Tuesday, 2 December 2008

Nehru - A Revelation.

Pandit Jawaharlal Nehru, our first prime minister of sovereign India , has been my object of study in recent weeks. It was a rewarding experience to go through his autobiography. The rewards cannot be materialistically listed by me, but one of the primary gift that it had for me was "revelation". Revelation of Nehru himself, revelation of an India before the years of Independence, revelation of Gandhji's ideals and his social standing in that era, revelation of socialistic values , revelation of the bourgeois nature of our Independence movement, revelation of liberals etc .. the list would be too long to put in here.

His appeal primarily lied in the fact that he had a wider view of the world while at the same time he had a cognizance of the plight of peasants. He bore an open mind towards Industrialization and socialism , unlike Gandhji, and more so he was a staunch supporter of Poorna Swaraj from the very beginning. It was rather he who bought this idea into forefront.

Throughout the book , he has questioned existing order of our country then and he also drew himself into the ring of debates. He had been in gaol seven times till 1935 and it was during his last jail visit that the got into writing his autobiography. This book , I feel to be important to me as it revealed to me an India before that D day of 15th August. It revealed to me an India that existed before it , and the importance of those days which led up to that momentous night.

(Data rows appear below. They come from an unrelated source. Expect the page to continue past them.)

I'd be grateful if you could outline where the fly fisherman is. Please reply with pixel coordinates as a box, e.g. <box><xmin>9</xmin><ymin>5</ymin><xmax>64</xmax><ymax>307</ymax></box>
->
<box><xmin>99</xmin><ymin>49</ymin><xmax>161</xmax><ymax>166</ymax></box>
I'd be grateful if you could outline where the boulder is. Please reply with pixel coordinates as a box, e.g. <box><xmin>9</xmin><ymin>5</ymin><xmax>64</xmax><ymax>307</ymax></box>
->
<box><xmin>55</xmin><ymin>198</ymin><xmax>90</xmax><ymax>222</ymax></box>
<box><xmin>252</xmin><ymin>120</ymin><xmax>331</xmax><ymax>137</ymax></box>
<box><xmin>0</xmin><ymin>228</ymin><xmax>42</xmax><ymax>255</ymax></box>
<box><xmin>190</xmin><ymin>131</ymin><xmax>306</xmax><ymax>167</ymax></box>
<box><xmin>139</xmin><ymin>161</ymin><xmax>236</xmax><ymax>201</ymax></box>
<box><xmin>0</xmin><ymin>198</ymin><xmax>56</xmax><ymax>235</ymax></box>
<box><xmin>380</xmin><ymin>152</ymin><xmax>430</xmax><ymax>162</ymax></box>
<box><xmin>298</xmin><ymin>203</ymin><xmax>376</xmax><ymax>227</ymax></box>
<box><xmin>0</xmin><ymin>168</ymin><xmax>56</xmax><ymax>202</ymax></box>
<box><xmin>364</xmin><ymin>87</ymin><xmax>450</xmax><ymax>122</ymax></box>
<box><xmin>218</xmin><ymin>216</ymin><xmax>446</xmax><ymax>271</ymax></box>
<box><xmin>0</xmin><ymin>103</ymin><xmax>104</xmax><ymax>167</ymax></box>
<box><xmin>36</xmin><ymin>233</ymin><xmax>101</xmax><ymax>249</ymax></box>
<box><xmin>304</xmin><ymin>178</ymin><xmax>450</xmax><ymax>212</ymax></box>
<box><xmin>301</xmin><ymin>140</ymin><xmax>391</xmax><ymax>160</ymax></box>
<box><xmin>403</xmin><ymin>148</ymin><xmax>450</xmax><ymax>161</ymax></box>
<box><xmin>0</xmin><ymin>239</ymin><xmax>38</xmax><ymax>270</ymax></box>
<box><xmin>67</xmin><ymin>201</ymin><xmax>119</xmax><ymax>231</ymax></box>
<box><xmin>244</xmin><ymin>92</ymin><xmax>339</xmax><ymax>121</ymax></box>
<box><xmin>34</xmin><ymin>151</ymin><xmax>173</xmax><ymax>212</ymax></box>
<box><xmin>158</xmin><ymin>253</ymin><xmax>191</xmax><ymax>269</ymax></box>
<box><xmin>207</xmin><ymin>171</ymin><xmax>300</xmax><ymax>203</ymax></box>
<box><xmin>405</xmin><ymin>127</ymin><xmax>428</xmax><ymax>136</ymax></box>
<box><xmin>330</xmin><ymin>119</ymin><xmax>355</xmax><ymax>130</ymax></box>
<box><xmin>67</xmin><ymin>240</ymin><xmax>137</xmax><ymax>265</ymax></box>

He was an avid reader of books , and it is through these roots that he gained an impartial view of the world and thus could identify strongly the position of India. He had largely differed with Gandihjee on several issues and has revealed it thoroughly into this book .
Throughout this book his soft spot towards animals and nature has been amply demonstrated during his stays in gaol. He made friends with many of them and those were his chief companions during his stay there.

Besides these, going through several topics that he has dealt with in his book would convince you that he was a visionary .Even when the country was creeping under the mighty British dominance , he saw India in future. He saw the future of country and its social upheaval. He was largely against the existing social order of country, opposite to Gandhijee, but he thought gaining independence was of foremost importance at that time for our country and other changes will then gradually follow .

His sacrifice and diligence towards that single cause moved me very much and I can certainly say that I know him better now as a person. This is always the case if you read autobiographies. The enigma created by mass disappears and you know the person in its pristine form. It was a pleasure knowing this man , after I have already read about Gandhijee, and I hope that the ideas that he had so strongly endorsed encourage us to look beyond our own personal selves to the greater social good and in the process an upliftment of personal soul and knowledge and experience.